Brigadier General Qassem Jamal Suleiman, head of the investigation committee formed by the government, said the victims were families "who refused to oppose the government and were at odds with the armed groups."
He said many of the victims were relatives of a member of the Syrian parliament.
Syria also said it wanted international envoy Kofi Annan's peace plan to succeed in ending the violence so the 14-month-old crisis could be resolved through political dialogue.
Foreign Ministry spokesman Jihad Makdissi also called on opposition groups that reject foreign intervention to come to Syria for talks with the government.
US dismisses claims as 'blatant lie'
Meanwhile, US Ambassador Susan Rice dismissed Syria's investigation blaming rebel fighters for last week's massacre in Houla as "another blatant lie."

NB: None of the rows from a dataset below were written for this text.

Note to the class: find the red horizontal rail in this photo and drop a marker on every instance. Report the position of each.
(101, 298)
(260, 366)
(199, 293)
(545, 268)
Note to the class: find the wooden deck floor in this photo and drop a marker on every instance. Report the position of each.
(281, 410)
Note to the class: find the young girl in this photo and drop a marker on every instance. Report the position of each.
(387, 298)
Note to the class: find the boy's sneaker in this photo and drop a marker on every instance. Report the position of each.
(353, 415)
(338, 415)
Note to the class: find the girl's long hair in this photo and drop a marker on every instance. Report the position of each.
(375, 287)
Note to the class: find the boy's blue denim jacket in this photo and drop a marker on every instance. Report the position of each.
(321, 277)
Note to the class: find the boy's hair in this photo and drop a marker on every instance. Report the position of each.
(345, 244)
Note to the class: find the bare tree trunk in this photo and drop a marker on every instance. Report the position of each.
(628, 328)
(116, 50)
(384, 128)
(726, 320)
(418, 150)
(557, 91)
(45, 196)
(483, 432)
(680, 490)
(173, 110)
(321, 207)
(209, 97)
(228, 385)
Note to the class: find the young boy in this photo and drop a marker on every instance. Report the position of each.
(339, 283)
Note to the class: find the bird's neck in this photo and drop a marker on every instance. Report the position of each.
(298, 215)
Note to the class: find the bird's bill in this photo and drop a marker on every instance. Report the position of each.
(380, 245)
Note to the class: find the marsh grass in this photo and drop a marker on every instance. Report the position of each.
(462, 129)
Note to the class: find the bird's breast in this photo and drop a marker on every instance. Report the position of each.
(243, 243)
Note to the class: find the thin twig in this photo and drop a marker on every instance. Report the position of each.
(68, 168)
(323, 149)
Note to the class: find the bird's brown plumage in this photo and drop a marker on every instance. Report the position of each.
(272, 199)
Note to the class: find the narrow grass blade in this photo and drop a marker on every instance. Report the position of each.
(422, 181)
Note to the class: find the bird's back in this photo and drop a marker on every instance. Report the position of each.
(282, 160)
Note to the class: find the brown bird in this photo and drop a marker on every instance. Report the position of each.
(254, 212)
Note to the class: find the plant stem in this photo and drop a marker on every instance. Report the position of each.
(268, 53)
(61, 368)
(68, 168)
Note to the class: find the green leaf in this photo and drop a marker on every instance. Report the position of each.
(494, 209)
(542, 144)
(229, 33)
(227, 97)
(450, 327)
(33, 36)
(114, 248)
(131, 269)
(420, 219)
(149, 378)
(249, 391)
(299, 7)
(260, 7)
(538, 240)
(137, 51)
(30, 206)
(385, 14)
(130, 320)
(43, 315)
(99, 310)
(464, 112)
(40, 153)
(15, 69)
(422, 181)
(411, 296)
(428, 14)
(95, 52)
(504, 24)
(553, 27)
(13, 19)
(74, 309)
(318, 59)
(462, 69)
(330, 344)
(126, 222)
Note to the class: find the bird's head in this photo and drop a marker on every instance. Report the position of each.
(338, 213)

Rice told reporters Thursday "there is no factual evidence ... that would substantiate that rendition of events."
She said UN observers reported Syrian heavy weapons were used, and that "in all likelihood" pro-government shabiha militias were responsible for killing many people.
Rice said the UN Human Rights Council is considering an investigation of the Houla massacre.
Rice also noted that the arrival of a Russian ship reportedly loaded with arms at the Syrian port of Tartous doesn't violate international law but "it's reprehensible that arms would continue to flow to a regime that is using such horrific and disproportionate force against its own people."